For more than 30 years, maintenance and operating costs were billed according to the size of each unit, with larger units paying more and smaller units paying less.

Ippolito said the new fee structure raises monthly maintenance fees for 327 units and lowers fees for 386 units. Most fee changes are less than $100. About 100 units will see increases or decreases of $100 or more. Only 12 units will see significant decreases in fees — up to about $300, he said.

As a result of the tumult at the meeting, Ippolito said the board would vote this week on whether to "revoke" the resolution imposing the flat fee allocation of operating costs.

He predicted that whatever the board decides to do, the association will be sued — either by the small-unit owners or the large-unit owners.

Ippolito is also upset about accusations that he pushed for the resolution setting the new allocation formula for personal gain.

Ippolito, who has lived at Bay Island for about 20 years, owns a two-bedroom condo and said he would actually see a $12.97 increase in his maintenance fees under the new formula.

"I'm stuck in the middle, and I am trying to do what is fair.
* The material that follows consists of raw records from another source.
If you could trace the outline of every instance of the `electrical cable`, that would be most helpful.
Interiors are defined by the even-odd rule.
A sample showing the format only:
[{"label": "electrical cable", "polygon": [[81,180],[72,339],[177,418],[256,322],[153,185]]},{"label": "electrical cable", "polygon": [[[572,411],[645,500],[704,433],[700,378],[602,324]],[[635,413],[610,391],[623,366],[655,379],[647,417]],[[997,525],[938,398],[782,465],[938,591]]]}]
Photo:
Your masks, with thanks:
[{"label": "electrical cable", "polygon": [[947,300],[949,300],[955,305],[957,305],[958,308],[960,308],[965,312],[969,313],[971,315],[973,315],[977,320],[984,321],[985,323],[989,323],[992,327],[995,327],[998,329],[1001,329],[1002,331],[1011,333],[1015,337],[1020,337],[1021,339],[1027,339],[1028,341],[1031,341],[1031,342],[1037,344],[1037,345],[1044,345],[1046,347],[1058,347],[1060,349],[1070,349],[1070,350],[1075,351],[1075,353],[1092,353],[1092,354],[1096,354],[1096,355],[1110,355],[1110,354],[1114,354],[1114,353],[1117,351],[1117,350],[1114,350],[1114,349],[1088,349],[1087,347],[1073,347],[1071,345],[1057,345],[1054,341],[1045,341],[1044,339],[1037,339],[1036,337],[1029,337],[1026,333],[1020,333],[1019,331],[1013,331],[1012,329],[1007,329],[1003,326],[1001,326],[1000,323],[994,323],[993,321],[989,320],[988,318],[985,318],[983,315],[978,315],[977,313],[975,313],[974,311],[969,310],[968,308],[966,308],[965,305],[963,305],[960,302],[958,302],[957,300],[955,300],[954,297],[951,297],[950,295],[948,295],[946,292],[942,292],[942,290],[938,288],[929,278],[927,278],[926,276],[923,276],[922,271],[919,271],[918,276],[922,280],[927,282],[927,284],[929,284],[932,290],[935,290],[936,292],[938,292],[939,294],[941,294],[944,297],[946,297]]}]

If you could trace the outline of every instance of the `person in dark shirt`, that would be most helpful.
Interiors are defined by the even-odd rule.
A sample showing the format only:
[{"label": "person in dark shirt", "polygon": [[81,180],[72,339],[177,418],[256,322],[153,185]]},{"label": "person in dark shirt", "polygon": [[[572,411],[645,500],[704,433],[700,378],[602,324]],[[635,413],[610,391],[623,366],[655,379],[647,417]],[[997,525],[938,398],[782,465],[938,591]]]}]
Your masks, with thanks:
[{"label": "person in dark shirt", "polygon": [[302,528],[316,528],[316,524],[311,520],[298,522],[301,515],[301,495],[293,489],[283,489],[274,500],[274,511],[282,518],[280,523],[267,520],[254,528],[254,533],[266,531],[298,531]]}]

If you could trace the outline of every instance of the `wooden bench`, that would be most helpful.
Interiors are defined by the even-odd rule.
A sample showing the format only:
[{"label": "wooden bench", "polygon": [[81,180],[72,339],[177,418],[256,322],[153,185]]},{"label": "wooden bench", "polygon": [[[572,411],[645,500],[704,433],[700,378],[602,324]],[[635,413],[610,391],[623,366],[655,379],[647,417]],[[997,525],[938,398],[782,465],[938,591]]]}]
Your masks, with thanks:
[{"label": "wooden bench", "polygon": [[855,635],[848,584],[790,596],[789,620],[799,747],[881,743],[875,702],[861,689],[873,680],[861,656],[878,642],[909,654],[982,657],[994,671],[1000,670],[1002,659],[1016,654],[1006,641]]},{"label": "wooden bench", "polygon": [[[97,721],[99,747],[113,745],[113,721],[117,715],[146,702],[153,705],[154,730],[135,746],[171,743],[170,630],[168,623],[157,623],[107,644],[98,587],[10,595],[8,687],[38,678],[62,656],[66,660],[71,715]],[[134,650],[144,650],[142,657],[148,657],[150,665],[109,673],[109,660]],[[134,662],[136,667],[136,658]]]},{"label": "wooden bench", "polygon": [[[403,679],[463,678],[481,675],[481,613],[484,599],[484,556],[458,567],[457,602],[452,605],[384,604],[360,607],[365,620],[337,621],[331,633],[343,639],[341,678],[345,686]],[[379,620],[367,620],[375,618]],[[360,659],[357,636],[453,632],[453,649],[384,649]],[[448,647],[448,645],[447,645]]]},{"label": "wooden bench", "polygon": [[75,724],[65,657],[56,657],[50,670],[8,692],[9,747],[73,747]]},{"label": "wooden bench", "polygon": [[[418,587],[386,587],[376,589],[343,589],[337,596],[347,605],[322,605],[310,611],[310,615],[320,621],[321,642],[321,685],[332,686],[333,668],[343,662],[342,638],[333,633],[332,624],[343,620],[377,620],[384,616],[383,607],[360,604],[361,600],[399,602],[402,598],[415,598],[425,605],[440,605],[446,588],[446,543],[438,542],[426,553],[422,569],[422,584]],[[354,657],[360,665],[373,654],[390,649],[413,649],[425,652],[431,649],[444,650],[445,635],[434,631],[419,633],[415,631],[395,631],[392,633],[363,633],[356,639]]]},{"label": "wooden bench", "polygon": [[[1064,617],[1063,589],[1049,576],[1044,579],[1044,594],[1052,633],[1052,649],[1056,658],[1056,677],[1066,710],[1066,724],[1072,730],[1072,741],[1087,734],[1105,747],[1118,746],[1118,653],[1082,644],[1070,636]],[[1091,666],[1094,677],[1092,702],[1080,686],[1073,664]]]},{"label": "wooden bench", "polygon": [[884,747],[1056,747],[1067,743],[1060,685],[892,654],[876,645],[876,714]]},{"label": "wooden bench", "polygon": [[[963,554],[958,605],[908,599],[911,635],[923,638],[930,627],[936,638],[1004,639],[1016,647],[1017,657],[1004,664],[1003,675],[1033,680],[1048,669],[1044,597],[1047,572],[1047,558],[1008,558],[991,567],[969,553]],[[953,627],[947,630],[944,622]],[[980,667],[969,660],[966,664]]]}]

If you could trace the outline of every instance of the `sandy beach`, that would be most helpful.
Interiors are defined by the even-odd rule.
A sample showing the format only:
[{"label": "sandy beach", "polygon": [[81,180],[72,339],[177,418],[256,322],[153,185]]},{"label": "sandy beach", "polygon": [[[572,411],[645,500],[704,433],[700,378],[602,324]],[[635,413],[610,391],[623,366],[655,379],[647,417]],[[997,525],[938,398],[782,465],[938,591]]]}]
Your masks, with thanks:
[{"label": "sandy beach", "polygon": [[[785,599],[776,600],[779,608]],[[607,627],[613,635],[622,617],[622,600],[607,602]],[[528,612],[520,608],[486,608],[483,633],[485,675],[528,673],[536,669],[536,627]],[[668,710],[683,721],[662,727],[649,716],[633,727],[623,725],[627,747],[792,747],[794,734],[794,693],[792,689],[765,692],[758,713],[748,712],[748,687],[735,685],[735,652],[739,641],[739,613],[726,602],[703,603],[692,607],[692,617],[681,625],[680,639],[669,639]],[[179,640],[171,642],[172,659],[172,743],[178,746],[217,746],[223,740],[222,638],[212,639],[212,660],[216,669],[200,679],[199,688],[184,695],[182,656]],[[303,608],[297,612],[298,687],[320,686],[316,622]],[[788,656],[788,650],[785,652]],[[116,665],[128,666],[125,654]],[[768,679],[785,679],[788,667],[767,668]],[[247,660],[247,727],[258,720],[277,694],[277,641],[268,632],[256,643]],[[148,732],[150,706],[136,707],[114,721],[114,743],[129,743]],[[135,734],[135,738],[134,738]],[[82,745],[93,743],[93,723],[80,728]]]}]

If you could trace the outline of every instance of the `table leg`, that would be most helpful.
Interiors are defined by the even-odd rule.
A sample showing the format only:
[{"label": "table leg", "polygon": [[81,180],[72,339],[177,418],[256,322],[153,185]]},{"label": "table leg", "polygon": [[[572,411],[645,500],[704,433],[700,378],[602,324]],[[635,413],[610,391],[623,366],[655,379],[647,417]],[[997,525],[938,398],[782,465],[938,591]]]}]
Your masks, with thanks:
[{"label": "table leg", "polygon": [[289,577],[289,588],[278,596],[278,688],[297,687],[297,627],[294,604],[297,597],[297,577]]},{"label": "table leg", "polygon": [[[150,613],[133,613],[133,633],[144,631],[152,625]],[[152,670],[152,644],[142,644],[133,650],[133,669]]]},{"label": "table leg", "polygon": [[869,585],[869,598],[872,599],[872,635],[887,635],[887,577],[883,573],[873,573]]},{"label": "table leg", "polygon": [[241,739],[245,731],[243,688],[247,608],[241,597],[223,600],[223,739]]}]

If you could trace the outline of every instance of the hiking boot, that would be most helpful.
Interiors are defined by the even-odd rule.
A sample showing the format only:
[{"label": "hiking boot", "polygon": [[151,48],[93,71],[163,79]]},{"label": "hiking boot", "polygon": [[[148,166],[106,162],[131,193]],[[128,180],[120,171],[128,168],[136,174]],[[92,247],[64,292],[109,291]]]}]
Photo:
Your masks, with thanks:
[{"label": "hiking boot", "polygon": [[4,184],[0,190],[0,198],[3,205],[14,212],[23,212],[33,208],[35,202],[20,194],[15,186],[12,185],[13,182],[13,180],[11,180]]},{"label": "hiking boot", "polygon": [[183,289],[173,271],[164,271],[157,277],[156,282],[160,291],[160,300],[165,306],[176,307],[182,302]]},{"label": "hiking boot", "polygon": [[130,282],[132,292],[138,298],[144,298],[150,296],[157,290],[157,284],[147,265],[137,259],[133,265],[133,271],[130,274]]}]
This issue really does need to be decided by a court," he said.

The complex's original documents seem to be contradictory about how maintenance fees should be charged.

"The last thing I want to see happen is to see the association be engaged with litigation with unit owners. But unless the resolution is revoked, it leaves the small-unit owners with little recourse," said Marie Dahm, who owns three units and is organizing residents to fight the new fee structure.

Jonathan Damonte, an attorney hired by Dahm and other unit owners, wrote to the condominium association threatening a class-action lawsuit if the fee structure is not rescinded in the next month.

"Failure to do so will result in our client filing a class-action lawsuit against the association," he said.

One likely witness in that potential lawsuit will be Jerry Coone, the original developer of the Bay Island complex.

Coone, in an affidavit he sent to Dahm and Damonte, said the developers intended for common maintenance costs to be allocated to condo owners based on their "percentage of ownership," the size of their units.

"I have been a developer for nearly 50 years and have always developed condominium communities using the square footage of a unit as its basis for determining the percentage of ownership," Coone wrote in his affidavit. "I believe it to be the only fair and equitable method of allocating the maintenance fees to all unit owners within a community."